Originating from Sassanid Persia, Manichaeism grew to be one of the two dominant dualist Gnostic religions. Founded by the Prophet Mani, the Manichaean religion spread as far east as China and as far west as the Roman Empire at its high point. Naturally, this growing religion posed a great threat to Christianity, leading to its persecution. Originally, there had been six books written in Syriac Aramaic that were eventually translated to aid the spread of the religion. While there are still translations and fragments of these texts left today, the majority of these original books have been lost.

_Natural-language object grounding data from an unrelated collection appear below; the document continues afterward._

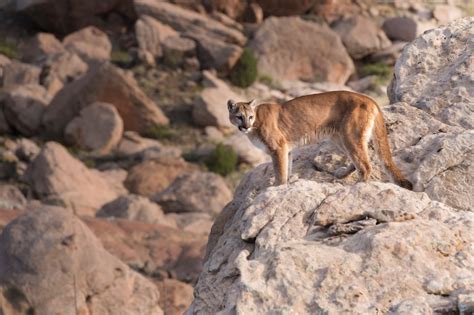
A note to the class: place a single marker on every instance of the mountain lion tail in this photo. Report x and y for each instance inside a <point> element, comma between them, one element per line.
<point>385,153</point>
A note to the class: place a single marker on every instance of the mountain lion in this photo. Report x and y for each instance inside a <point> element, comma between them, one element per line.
<point>348,119</point>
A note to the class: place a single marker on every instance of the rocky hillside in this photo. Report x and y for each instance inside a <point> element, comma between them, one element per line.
<point>117,157</point>
<point>317,246</point>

The founding prophet was raised in the Mandaean faith and resided in Babylon. Mani composed the six original books and an additional book in Middle Persian to give to King Shapur I of Sassanid Persia. It is believed that King Shapur I was a strong supporter of Mani and his new Gnostic religion. Preserved biological accounts hold that the Manichaean religion’s beginnings originate from revelations that Mani had at a very young age. These revelations were supposedly from a divine spirit that taught the young boy divine truths that were to be developed into a religion. Mani called this divine spirit his divine twin. Thus, Mani became a “gnosticus”: someone with divine, liberating knowledge and insight.
Despite its growing popularity, Manichaeanism was doomed. While Mani had gained the friendship and following of King Shapur I and other important political figures, Mani failed to do the same with the subsequent generation of political leaders. Christianity and Zoroastrianism were emerging as two major religions as well, and these religions managed to gain the political backing that Mani had failed to obtain.